Di dalam mobil, kamu gondok. Nyesel setengah mampus liat TB Simatupang yang macetnya bikin mencret. Saking ga tahannya, kamu jerit-jerit kayak orang kesetanan, “Aduhhhh. Coba aja tadi kita naik motor ajaaaa. Coba tadi berangkat jam 5 subuhhh. Coba tadi kita lewat jalan lainn lalu terbang naik Buroq! Hihhh!! Pasti kejadiannya nggak bakal kayak gini?!”
See? Gak ada serunya kan nyesel? Penyesalanmu gak bikin jalanan tiba-tiba lancar, atau suasananya jadi menyenangkan.

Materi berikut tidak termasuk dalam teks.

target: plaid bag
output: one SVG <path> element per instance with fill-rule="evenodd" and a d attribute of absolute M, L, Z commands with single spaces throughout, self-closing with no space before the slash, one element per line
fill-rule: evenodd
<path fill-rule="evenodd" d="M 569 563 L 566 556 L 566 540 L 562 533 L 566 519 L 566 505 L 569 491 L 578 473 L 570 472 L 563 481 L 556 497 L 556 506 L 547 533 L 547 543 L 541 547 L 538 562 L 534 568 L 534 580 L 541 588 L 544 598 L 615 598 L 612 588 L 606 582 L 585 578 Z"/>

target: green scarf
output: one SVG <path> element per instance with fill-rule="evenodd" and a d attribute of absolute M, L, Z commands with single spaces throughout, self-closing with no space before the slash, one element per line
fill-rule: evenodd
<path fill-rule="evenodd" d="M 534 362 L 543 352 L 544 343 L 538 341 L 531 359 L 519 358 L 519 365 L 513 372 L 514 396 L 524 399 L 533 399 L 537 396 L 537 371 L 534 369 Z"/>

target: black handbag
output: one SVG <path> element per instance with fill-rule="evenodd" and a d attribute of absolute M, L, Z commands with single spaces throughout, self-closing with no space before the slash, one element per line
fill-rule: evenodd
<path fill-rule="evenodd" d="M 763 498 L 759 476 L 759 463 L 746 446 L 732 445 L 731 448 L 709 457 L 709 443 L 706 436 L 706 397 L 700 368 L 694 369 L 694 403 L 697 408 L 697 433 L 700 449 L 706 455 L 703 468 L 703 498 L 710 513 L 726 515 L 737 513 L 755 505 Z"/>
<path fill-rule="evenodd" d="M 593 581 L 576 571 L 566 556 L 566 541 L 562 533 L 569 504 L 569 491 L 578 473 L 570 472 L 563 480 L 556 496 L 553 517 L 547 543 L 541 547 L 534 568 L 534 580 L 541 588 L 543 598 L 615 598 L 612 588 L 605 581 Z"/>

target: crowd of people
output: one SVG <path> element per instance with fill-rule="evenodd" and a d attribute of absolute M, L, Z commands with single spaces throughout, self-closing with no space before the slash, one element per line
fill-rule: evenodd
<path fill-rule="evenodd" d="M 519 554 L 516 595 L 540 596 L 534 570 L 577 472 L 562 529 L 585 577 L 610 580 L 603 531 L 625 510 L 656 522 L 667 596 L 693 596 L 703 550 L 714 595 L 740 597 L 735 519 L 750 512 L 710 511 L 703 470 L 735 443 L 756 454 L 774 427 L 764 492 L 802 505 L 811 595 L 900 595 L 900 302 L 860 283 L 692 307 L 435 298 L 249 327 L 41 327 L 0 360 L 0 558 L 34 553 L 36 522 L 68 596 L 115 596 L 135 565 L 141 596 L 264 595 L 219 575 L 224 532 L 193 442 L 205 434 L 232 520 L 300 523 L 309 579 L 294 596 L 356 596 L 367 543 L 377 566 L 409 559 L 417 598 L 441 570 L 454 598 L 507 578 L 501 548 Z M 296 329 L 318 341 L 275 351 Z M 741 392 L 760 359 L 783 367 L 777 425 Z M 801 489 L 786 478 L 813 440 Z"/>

Satu-satunya yang menyenangkan dari kejadian tersebut adalah kalo ada temen lo yang nyumpel mulut lo pake tisu basah… yang udah dilap ke ketek.
Makanya, ketimbang menyesal, sebisa mungkin gue mengubah kalimat “harusnya tadi begini… harusnya tadi begitu…” menjadi, “oke, kalau gitu, nanti pas di masa depan nemu kasus gini lagi, gue bakal begitu…”
Udah. Simpel.
6. Comedy.
Gue suka banget komedi. Dari SMP, gue dan teman sekolah sering ngumpul ke rumah untuk menonton acara-acara komedi. Mulai dari Toples (Topan dan Lesus), sampai Sulap-Selipnya Mbah Darmo dan Mr. X. Kami bahkan sempat membuat drama komedi sebagai ujian praktek bahasa indonesia… dengan gue yang masuk ke dalam kelas naik T-Rex.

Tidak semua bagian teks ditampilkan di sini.